Malgré le problème du moteur, Martel salue les « grands progrès » réalisés dans sa chaîne d’approvisionnement plus large : fin 2025, elle faisait face à des pénuries d’environ 500 pièces contre 5 000 il y a trois ans, dit-il.

Et malgré les problèmes industriels, Bombardier augmentera encore sa production en 2026, prévoyant de livrer plus de 157 avions, poussant ainsi ses revenus au-delà de la barre des 10 milliards de dollars.

Le total de cette année comprendra un nombre plus élevé de son produit phare Global 8000, qui a obtenu des prix canadiens et Certification américaine fin 2025, suivi de Autorisation réglementaire européenne en janvier.

De futures augmentations de production sont également probables à mesure que l’entreprise continue de renforcer sa capacité de production. En janvier, Bombardier a annoncé qu’elle investirait 100 millions de dollars dans une nouvelle usine à Dorval, au Québec, qui entrerait en service avant la fin de 2027.

« Nous faisons désormais évoluer notre empreinte manufacturière grâce à des investissements disciplinés et progressifs qui offriront une plus grande flexibilité à l’ensemble de notre portefeuille pour 2027 et au-delà », déclare Martel.

Oeil mondial

Les dépenses en capital augmenteront cette année, a déclaré le directeur financier Bart Demosky, passant d’un chiffre inférieur à 200 millions de dollars ces dernières années à « plus proche de la barre des 300 millions de dollars », car l’entreprise « commencera à réaliser des investissements supplémentaires dans nos produits, dans nos installations et pour soutenir notre croissance ».

Le carnet de commandes s’élevait à un montant record de 17,5 milliards de dollars à la fin de 2025, soit une augmentation de 3,1 milliards de dollars par rapport à l’année précédente.

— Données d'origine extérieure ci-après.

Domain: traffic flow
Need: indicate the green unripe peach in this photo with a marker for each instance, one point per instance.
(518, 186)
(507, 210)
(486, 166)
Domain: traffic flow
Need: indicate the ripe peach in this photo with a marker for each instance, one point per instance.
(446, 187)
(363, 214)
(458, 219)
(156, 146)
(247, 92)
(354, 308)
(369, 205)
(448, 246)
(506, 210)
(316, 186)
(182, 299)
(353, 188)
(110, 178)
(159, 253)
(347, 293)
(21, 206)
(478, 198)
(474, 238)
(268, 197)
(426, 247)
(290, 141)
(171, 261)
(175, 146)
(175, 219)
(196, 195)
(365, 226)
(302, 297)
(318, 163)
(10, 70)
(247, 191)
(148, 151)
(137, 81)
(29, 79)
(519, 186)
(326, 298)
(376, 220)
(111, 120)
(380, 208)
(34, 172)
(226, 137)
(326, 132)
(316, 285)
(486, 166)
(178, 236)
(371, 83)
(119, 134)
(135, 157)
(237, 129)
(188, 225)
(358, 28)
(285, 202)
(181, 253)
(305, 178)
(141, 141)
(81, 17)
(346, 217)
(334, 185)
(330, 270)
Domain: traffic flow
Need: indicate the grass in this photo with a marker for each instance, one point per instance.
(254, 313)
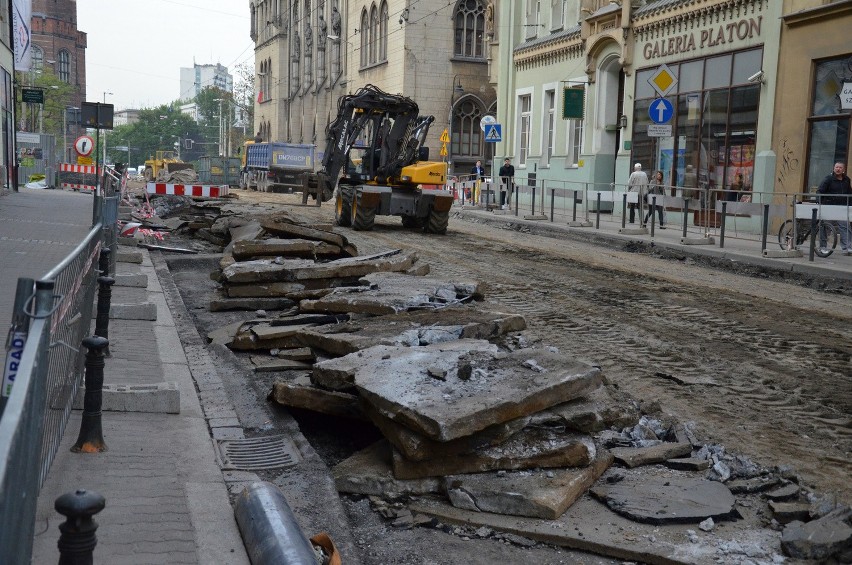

Martel qualifie 2025 d’« année marquante pour Bombardier » après avoir mené à bien son plan de redressement quinquennal.

En fait, Bombardier a dépassé les objectifs qu’elle s’était fixés en 2021, avec un chiffre d’affaires de 9,5 milliards de dollars l’an dernier, soit une hausse de 10 % sur un an, contre un objectif initial de 7,5 milliards de dollars. L’EBITDA ajusté a augmenté de 15 % sur un an, pour atteindre 1,6 million de dollars.

La performance des revenus de l’année dernière comprenait des contributions record de ses unités commerciales de défense et de services, qui représentent désormais 35 % du total du groupe.

Sur le côté défenseoù son Global 6500 sert de base à plusieurs plates-formes de surveillance, Bombardier a livré 16 avions à plusieurs clients, générant des revenus supérieurs à 1 milliard de dollars.

Qualifiant cela de « pas de géant en avant », Demosky affirme que cela place Bombardier « de plusieurs années en avance sur notre plan de croissance et en bonne voie vers nos objectifs à long terme pour ce secteur d’activité ».

Le chiffre d’affaires des services a augmenté de 13 % sur un an « et met en évidence à la fois le succès de notre stratégie d’expansion et l’offre croissante de services que nous proposons à nos clients ».

Bombardier a récemment annoncé l’achat du fournisseur américain de révision Velocity Maintenance Solutions et l’entreprise continue d’observer le marché pour d’autres « ajustements » opportunités d’acquisition.